Nel suo studio si affastellano fascicoli sgualciti, vecchie edizioni di giornali e un’infinità di libri. Dalle librerie spuntano riconoscimenti e targhe come quella della Lid, la Lega italiana per il divorzio. Poche fotografie alle pareti interamente occupate da scaffali, tra i quali è appeso un diploma di laurea in carta pergamena, intestato con il nome dell’allora Re d’Italia, Vittorio Emanuele III. Bruno Segre ha festeggiato quest’anno il suo novantanovesimo compleanno, è nato il 4 settembre 1918 ed è stato avvocato, giornalista e partigiano. Della sua vita ricorda anche i dettagli e cita con scioltezza indirizzi e numeri civici teatro di ogni avvenimento importante, sempre intrecciato in modo inestricabile con la sua Torino.

Avvocato, ha la scrivania così colma di carte. E’ ancora molto indaffarato?

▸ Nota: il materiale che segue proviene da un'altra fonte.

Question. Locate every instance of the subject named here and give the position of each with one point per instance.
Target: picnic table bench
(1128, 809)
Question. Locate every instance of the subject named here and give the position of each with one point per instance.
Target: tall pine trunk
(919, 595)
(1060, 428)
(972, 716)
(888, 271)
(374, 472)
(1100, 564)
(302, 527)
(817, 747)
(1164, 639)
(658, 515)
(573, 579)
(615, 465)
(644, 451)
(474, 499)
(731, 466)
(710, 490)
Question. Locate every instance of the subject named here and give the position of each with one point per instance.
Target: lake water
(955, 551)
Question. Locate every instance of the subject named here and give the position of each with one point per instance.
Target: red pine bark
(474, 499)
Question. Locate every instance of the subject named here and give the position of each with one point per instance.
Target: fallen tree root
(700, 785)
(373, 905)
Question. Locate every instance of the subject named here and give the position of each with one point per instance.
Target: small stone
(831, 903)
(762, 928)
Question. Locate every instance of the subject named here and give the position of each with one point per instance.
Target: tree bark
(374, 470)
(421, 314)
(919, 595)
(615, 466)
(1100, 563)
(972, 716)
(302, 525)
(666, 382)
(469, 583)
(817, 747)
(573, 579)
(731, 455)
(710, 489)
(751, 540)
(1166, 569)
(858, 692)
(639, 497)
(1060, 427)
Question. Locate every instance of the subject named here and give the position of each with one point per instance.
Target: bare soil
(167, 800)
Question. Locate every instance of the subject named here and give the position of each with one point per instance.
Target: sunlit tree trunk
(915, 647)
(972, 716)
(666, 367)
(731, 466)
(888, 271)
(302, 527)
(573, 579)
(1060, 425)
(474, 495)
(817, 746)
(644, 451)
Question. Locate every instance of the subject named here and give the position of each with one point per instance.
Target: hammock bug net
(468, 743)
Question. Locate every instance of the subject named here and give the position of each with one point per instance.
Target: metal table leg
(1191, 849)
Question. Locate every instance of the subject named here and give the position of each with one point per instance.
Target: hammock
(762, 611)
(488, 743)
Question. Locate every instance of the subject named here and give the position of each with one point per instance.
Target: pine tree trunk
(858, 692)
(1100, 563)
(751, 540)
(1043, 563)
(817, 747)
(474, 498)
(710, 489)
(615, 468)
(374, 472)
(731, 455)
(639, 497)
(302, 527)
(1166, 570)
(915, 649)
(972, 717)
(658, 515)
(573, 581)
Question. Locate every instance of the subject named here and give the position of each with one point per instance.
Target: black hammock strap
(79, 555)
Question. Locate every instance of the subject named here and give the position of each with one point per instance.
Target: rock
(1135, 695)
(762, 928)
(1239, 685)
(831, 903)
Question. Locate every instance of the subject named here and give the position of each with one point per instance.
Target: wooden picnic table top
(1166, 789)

Passo le giornate a lavorare al mio giornale, L’Incontro, che esce ininterrottamente dal 1949. L’avvocato ormai non lo faccio più, così leggo e scrivo moltissimo.

Ha festeggiato quest’ultimo compleanno a cifra doppia?

Sono stato festeggiato dai colleghi giornalisti con un bel banchetto all’Ordine. A dirle la verità mi sono chiesto la ragione di questo brindisi, proprio per i 99 anni. Dubitano forse che arrivi a 100?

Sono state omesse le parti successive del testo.